1971 studio album by The Osmonds

Homemade is the seventh studio album released by The Osmonds (second under that name). It reached No. 22 on the Billboard Top LPs chart on August 7, 1971. The album was certified Gold by the RIAA on January 20, 1972.

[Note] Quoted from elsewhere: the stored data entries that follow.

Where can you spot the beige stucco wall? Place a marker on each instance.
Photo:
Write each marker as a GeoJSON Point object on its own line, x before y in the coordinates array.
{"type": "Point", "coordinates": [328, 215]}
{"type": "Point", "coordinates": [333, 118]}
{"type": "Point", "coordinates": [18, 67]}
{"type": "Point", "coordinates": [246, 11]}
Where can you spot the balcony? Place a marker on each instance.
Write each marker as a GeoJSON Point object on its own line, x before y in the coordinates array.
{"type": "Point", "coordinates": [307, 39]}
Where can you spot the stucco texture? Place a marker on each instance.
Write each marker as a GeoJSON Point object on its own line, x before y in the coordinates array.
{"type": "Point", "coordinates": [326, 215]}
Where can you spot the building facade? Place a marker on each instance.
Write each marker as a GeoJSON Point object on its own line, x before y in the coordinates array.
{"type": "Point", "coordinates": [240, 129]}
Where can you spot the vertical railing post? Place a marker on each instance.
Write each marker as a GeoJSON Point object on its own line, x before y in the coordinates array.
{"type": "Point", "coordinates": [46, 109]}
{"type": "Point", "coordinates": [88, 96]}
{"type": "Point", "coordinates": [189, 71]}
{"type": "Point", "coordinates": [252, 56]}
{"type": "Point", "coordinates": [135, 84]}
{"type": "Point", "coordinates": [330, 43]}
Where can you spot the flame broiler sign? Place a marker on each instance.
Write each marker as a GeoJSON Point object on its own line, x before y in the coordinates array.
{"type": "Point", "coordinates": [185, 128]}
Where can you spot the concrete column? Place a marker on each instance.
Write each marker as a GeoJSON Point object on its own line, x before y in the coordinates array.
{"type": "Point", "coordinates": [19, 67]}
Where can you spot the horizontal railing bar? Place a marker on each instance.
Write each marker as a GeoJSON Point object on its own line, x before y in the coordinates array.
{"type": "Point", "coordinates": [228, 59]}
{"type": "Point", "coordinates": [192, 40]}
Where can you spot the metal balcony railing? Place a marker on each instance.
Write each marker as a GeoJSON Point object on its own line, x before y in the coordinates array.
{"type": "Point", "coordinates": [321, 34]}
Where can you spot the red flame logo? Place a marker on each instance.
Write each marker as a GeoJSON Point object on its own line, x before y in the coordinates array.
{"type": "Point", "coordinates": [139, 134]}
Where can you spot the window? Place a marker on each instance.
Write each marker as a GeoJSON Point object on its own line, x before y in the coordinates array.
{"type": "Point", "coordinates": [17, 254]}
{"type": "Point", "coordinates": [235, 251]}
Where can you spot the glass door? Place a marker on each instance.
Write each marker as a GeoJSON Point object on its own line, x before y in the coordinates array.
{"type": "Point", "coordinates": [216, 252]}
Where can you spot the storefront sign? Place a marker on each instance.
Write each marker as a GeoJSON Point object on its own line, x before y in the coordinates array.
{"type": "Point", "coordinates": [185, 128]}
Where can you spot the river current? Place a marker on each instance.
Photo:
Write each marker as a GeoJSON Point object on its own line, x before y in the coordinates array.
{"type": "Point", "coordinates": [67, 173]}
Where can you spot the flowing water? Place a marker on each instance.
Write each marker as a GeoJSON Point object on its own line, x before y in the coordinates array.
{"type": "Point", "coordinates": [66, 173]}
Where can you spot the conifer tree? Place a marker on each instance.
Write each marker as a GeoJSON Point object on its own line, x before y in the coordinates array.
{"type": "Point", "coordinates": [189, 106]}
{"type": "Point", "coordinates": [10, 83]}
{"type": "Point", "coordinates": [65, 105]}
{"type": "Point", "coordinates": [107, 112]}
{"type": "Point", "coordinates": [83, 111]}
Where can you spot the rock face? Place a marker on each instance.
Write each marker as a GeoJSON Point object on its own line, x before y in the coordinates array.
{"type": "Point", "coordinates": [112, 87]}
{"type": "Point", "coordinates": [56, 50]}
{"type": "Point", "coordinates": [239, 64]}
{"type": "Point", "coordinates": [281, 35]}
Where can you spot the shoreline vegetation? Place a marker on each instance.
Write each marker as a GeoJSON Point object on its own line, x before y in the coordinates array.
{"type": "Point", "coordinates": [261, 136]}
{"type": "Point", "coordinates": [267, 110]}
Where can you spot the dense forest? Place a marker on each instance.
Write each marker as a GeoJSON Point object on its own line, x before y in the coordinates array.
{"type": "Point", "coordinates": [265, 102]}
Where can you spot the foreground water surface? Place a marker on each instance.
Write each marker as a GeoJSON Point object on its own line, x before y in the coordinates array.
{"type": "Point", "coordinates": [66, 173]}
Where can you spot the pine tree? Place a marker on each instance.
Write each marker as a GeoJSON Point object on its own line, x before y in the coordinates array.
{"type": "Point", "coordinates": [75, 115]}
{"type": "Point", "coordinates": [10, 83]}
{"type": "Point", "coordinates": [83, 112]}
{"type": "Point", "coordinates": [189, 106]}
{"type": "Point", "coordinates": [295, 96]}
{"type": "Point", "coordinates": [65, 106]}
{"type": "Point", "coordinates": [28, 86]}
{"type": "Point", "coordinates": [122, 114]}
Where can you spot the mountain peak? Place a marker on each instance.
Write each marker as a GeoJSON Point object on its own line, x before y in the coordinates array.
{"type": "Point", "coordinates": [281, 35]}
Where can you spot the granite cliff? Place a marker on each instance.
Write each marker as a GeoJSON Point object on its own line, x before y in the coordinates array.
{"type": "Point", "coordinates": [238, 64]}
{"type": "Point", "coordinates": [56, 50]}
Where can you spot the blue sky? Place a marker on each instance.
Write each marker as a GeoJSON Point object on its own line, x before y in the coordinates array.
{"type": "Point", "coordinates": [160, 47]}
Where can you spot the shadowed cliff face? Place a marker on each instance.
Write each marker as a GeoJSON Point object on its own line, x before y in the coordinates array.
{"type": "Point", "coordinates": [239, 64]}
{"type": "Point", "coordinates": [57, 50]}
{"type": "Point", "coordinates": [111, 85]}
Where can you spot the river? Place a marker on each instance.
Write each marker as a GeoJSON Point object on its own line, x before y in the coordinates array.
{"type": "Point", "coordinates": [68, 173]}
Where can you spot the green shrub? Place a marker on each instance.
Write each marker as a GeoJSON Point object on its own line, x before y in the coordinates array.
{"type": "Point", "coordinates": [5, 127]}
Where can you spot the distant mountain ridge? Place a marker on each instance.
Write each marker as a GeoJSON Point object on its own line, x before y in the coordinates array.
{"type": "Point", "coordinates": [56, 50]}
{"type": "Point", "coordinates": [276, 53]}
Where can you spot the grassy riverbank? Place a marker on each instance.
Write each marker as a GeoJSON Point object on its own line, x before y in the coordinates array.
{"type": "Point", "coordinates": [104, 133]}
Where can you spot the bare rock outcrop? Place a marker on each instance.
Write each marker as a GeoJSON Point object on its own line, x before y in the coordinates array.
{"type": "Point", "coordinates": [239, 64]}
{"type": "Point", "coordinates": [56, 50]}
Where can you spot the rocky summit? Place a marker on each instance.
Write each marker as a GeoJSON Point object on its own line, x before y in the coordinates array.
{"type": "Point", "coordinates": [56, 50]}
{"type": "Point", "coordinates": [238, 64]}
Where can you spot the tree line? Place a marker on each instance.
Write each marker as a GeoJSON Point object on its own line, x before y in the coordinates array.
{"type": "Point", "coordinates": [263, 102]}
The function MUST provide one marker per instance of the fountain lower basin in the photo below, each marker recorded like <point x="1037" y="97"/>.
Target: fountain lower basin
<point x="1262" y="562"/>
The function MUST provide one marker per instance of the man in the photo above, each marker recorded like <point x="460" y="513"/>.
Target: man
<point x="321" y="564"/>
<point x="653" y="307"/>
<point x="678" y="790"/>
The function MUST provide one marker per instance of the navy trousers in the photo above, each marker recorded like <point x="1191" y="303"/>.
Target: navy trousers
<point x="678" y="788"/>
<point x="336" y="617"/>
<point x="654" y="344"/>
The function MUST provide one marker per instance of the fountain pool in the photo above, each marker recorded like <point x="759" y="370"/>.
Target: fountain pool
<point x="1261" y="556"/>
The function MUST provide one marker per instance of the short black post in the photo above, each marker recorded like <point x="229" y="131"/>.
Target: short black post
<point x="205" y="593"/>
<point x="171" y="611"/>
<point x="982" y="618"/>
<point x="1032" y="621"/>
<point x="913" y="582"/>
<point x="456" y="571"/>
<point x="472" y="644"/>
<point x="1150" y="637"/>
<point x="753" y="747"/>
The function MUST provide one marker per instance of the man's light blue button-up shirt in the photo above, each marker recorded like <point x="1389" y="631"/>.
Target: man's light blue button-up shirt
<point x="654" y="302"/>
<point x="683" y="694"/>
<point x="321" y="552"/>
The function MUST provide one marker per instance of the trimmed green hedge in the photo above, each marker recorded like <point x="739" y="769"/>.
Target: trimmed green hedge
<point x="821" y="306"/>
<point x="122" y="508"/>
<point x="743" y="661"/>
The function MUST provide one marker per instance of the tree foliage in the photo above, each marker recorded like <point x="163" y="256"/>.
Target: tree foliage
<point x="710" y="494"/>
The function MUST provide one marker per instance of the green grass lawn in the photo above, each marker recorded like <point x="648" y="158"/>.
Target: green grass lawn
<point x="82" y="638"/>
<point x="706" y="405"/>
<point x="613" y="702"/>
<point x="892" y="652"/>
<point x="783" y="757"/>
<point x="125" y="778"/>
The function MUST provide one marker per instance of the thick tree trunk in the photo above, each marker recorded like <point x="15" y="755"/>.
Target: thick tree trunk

The single "Double Lovin'", a sound-alike follow-up to their previous hit "One Bad Apple" from the same songwriter, peaked at No. 14 on the Billboard Hot 100. The album included the first songwriting contributions from the Osmond Brothers themselves, with Wayne Osmond noting in 2004 that the band had to reject multiple songs, some of which became major hits, because they did not reflect their morals, and decided to start writing their own. The band would write the majority of their own songs for the next three albums.

==Critical reception==

Dave Thompson of AllMusic described the album as "Little more than the highlights of a stage act honed through appearances at sundry cabaret clubs and on TV", also calling it "good-natured pop with a saccharine bent, and so utterly directionless that even the Jackson 5-isms that would soon be sweeping into their set (and had already distinguished their maiden hit, "One Bad Apple") have yet to be tapped."

Professional ratings
Review scores
| Source | Rating |
| AllMusic | Star |

==Track listing==

| No. | Title | Writer(s) | Recorded | Length |
|---|---|---|---|---|
| 1. | "The Honey Bee Song (A Taste of Honey)" | Mickey Buckins | February 21, 1971 | 2:20 |
| 2. | "Carrie" | Merrill Osmond, Wayne Osmond | February 16, 1971 | 2:45 |
| 3. | "Double Lovin'" | Mickey Buckins, George Jackson | February 16, 1971 | 2:30 |
| 4. | "Chilly Winds" | Lalo Schifrin, Mike Charles | February 20, 1971 | 2:54 |
| 5. | "Shuckin' and Jivin'" | George Jackson, Mickey Buckins | February 16, 1971 | 2:10 |
| 6. | "The Promised Land" | Mickey Buckins | February 16, 1971 | 2:45 |
| 7. | "If You're Gonna Leave Me" | Alan Osmond, Merrill Osmond | February 17, 1971 | 3:27 |
| 8. | "We Never Said Forever" | Austin Roberts, Chris Welch | February 18, 1971 | 2:48 |
| 9. | "She Makes Me Warm" | Paul Williams | February 18, 1971 | 2:24 |
| 10. | "Sho Would Be Nice" | Alan Osmond, Merrill Osmond | February 17, 1971 | 3:30 |

==Personnel==
- Producer: Rick Hall
- Arranger (Horns): Harrison Calloway, Jr.
- Arranger (Strings): Peter Carpenter
- Recorded at Fame Recording Studios

==Charts==

===Album===

| Chart (1971) | Peak position |
|---|---|
| Canadian Albums (RPM) | 27 |
| US Billboard 200 | 22 |

===Singles===

| Year | Single | Chart | Position |
| 1971 | "Double Lovin'" | US Billboard Hot 100 | 14 |
| US Cash Box Top 100 | 9 |
| Canada RPM Top Singles | 9 |

==Certifications==

| Region | Certification | Certified units/sales |
| United States (RIAA) | Gold | 500,000^{^} |
^{^} Shipments figures based on certification alone.